Tested. All works perfectly as intended.

10:00.0 Fibre Channel: Emulex Corporation Zephyr LightPulse Fibre Channel Host Adapter (rev 02)
        Subsystem: Emulex Corporation Zephyr LightPulse Fibre Channel Host Adapter
        Flags: bus master, fast devsel, latency 0, IRQ 57
        Memory at dfb01000 (64-bit, non-prefetchable) [size=4K]
        Memory at dfb00000 (64-bit, non-prefetchable) [size=256]
        I/O ports at 2000 [size=256]
        [virtual] Expansion ROM at c0000000 [disabled] [size=256K]
        Capabilities: [58] Power Management version 2
        Capabilities: [60] MSI: Enable+ Count=1/16 Maskable- 64bit+
        Capabilities: [44] Express Endpoint, MSI 00
        Kernel driver in use: lpfc
        Kernel modules: lpfc

barzog@albatros2 ~ $ cat /proc/interrupts  | grep lpfc
  57:       1125       1100       1124        953   PCI-MSI-edge      lpfc

barzog@albatros2 ~ $ dmesg | grep lpfc
lpfc 0000:10:00.0: PCI->APIC IRQ transform: INT A -> IRQ 16
lpfc 0000:10:00.0: setting latency timer to 64
lpfc 0000:10:00.0: irq 57 for MSI/MSI-X
lpfc 0000:10:00.0: 0:1303 Link Up Event x1 received Data: x1 xf7 x10 x0 x0 x0 0

Comment 16 George Kadianakis (RETIRED) gentoo-dev 2010-02-05 10:20:28 UTC
(In reply to comment #15)
> (In reply to comment #13)
> > Can someone please test this patch and report the results.
> Tested.

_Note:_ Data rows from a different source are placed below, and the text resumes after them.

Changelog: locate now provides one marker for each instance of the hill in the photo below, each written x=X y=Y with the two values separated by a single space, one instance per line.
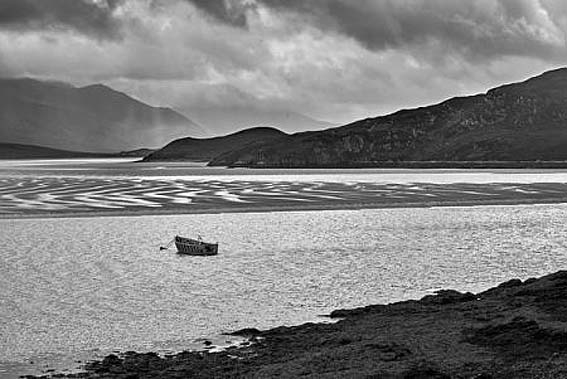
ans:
x=91 y=118
x=205 y=149
x=18 y=151
x=220 y=121
x=524 y=121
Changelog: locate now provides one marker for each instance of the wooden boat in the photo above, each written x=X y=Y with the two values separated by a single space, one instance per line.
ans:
x=195 y=246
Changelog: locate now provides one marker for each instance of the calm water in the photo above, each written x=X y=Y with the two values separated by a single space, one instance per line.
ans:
x=73 y=288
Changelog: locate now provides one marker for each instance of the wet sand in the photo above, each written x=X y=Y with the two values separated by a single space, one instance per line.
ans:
x=70 y=197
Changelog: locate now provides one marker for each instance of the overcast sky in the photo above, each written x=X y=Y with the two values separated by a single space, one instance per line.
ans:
x=336 y=60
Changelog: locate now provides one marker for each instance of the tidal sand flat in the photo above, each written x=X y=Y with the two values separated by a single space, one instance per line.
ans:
x=68 y=196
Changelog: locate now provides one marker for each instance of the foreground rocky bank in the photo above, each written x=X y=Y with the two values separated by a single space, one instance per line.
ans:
x=515 y=330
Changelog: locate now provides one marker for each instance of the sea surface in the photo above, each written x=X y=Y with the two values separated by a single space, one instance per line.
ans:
x=78 y=288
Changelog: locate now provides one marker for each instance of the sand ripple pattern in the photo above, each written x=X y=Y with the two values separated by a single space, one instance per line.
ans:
x=52 y=195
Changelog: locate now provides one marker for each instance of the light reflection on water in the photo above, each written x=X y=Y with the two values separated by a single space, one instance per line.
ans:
x=74 y=285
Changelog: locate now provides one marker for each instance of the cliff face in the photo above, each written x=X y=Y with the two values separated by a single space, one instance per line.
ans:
x=205 y=149
x=522 y=121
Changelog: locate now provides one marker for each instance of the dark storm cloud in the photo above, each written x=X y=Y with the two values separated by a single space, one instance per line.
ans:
x=230 y=12
x=479 y=28
x=94 y=18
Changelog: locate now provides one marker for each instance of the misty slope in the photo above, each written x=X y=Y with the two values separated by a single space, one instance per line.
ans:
x=207 y=148
x=521 y=121
x=92 y=118
x=219 y=121
x=17 y=151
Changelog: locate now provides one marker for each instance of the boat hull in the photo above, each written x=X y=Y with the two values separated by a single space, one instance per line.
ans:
x=189 y=246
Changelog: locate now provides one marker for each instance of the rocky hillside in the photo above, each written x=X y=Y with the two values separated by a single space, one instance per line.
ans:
x=518 y=122
x=93 y=118
x=205 y=149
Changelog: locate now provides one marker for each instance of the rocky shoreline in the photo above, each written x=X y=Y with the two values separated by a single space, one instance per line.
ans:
x=515 y=330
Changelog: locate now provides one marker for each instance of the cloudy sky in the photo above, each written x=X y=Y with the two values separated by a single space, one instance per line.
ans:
x=335 y=60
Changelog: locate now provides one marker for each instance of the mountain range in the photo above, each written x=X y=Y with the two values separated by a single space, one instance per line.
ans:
x=524 y=121
x=93 y=118
x=206 y=149
x=225 y=120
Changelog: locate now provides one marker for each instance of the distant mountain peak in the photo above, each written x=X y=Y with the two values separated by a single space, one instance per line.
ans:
x=90 y=118
x=524 y=121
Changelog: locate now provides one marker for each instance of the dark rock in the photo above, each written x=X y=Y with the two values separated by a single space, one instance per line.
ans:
x=448 y=297
x=511 y=283
x=521 y=122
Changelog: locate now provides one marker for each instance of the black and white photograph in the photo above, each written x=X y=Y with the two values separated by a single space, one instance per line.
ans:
x=283 y=189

All works perfectly as intended.
> 
> 10:00.0 Fibre Channel: Emulex Corporation Zephyr LightPulse Fibre Channel Host
> Adapter (rev 02)
>         Subsystem: Emulex Corporation Zephyr LightPulse Fibre Channel Host
> Adapter
>         Flags: bus master, fast devsel, latency 0, IRQ 57
>         Memory at dfb01000 (64-bit, non-prefetchable) [size=4K]
>         Memory at dfb00000 (64-bit, non-prefetchable) [size=256]
>         I/O ports at 2000 [size=256]
>         [virtual] Expansion ROM at c0000000 [disabled] [size=256K]
>         Capabilities: [58] Power Management version 2
>         Capabilities: [60] MSI: Enable+ Count=1/16 Maskable- 64bit+
>         Capabilities: [44] Express Endpoint, MSI 00
>         Kernel driver in use: lpfc
>         Kernel modules: lpfc
> 
> barzog@albatros2 ~ $ cat /proc/interrupts  | grep lpfc
>   57:       1125       1100       1124        953   PCI-MSI-edge      lpfc
> 
> barzog@albatros2 ~ $ dmesg | grep lpfc
> lpfc 0000:10:00.0: PCI->APIC IRQ transform: INT A -> IRQ 16
> lpfc 0000:10:00.0: setting latency timer to 64
> lpfc 0000:10:00.0: irq 57 for MSI/MSI-X
> lpfc 0000:10:00.0: 0:1303 Link Up Event x1 received Data: x1 xf7 x10 x0 x0 x0 0
> 

Okay, that's good to know.
The fact that the patch won't be included 'till 2.6.34 is intentional indeed (like the kernel bugzilla entry mentions.).

Thanks for reporting and testing this bug, Oleg!